Define a default namespace for use in XSL XPaths with xpath-default-namespace

JohnDoe picture JohnDoe · Jan 11, 2013 · Viewed 9k times · Source

I have this simple xml document:

<?xml version='1.0' encoding='UTF-8'?>
<registry xmlns="http://www.iana.org/assignments" id="character-sets">
     <registry id="character-sets-1">
       <record>
         <name>ANSI_X3.4-1968</name>
      </record>
     </registry>
</registry>

When I use this xsl I can extract the name:

<?xml version="1.0" encoding="UTF-8"?>
  <xsl:stylesheet xmlns:xsl="http://www.w3.org/1999/XSL/Transform" xmlns:my="http://www.iana.org/assignments" version="1.0">
  <xsl:template match="/my:registry">
      <xsl:copy-of select="//my:record/my:name"/>
  </xsl:template>
</xsl:stylesheet>

However, If I omit the namespace in the xsl xpath-selectors, I get no output:

<?xml version="1.0" encoding="UTF-8"?>
<xsl:stylesheet xmlns:xsl="http://www.w3.org/1999/XSL/Transform" xmlns:my="http://www.iana.org/assignments" xpath-default-namespace="http://www.iana.org/assignments" version="1.0">
  <xsl:template match="/registry">
       <xsl:copy-of select="//record/name"/>
  </xsl:template>
</xsl:stylesheet>

I thought xpath-default-namespace is meant to do the trick. What am I missing?

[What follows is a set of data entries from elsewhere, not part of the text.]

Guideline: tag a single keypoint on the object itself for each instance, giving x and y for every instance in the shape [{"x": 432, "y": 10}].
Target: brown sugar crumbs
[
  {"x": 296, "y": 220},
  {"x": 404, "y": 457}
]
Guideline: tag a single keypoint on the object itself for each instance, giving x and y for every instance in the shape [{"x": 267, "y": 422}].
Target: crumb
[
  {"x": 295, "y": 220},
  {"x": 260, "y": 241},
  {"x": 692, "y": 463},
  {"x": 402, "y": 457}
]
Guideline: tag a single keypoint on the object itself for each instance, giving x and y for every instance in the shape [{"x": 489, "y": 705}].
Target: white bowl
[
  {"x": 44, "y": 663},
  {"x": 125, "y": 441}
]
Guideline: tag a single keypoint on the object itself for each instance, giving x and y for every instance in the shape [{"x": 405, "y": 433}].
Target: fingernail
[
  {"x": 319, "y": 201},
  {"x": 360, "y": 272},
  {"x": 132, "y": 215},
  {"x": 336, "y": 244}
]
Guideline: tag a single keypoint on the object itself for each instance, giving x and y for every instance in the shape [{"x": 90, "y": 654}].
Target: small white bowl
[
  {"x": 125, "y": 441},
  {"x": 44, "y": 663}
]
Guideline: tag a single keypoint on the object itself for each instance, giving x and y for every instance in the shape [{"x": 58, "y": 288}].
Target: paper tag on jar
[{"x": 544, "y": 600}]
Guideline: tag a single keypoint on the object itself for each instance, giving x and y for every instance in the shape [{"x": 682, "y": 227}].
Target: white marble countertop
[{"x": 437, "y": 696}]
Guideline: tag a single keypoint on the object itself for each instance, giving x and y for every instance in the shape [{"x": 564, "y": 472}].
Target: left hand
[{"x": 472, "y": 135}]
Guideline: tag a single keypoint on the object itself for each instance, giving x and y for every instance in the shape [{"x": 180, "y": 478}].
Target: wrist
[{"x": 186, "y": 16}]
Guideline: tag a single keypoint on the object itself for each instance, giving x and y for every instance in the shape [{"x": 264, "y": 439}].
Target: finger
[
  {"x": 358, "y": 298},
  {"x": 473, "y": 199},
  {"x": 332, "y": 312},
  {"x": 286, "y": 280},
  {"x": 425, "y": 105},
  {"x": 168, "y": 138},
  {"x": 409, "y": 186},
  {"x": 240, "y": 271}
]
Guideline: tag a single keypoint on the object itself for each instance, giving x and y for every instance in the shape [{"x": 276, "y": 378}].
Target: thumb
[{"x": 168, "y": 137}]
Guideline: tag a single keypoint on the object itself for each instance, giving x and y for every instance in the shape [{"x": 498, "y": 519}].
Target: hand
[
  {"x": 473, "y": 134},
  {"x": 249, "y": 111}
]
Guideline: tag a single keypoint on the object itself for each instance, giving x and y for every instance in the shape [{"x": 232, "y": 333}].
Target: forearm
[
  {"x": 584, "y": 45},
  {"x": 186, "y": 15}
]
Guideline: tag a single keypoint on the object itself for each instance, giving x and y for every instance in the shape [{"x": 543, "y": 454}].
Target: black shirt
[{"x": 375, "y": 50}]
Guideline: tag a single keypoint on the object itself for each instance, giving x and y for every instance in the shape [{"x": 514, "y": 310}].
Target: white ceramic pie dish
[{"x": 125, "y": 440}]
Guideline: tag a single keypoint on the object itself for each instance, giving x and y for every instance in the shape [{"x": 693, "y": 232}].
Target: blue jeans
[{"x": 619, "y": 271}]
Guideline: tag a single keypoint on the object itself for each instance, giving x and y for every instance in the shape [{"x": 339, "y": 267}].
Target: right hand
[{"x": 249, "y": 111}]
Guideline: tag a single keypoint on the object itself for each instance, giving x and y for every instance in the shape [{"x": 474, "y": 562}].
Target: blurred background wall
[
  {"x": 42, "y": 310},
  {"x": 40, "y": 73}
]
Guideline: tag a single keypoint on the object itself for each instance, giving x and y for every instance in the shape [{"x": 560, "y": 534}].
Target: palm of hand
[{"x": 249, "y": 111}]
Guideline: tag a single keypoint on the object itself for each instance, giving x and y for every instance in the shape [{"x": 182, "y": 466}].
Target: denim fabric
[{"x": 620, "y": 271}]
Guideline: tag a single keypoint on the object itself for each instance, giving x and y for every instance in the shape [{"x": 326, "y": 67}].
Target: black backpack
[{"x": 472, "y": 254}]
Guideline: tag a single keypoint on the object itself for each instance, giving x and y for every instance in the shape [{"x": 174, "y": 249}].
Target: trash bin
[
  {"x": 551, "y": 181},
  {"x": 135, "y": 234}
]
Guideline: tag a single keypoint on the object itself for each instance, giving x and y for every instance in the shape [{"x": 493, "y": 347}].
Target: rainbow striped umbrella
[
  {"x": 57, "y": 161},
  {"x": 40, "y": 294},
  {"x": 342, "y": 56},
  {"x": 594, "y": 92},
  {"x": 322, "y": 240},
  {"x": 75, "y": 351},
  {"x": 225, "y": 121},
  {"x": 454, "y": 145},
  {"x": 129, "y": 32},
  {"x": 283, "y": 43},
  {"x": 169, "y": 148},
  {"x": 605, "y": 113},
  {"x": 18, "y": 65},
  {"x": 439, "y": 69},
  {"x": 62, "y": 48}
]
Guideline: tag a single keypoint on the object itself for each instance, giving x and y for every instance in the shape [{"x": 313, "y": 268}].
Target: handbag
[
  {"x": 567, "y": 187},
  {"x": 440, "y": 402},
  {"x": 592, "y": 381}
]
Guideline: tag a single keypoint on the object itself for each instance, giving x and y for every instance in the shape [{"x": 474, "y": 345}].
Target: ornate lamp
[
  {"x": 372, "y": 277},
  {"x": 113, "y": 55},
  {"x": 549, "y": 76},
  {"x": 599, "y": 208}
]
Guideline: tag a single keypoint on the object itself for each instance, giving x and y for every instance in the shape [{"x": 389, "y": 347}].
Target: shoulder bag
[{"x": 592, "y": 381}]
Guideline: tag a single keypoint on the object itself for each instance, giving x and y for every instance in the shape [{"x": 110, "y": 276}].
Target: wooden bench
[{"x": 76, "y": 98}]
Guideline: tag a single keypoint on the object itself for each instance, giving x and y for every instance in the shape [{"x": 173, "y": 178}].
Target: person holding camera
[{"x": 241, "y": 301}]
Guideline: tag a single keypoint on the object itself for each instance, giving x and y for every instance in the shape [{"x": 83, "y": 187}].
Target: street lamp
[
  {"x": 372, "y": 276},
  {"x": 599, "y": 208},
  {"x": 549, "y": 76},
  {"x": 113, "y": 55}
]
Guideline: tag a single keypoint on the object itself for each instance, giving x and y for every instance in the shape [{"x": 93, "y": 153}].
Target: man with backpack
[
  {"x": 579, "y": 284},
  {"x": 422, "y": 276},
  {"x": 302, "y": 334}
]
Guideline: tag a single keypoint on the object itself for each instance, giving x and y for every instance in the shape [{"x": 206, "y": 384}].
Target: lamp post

In case library versions are important I have

libexpat1 (>= 1.95.8)

libxerces-c3.1

libxml2 (>= 2.7.4)

libxslt1.1 (>= 1.1.25)

Answer

StuartLC picture StuartLC · Jan 11, 2013

Unfortunately xpath-default-namespace is an XSLT 2.0 feature. You'll need to repeat the namespace or alias it in your xpath in xslt 1.0

Reference : Jenni Tennison and IBM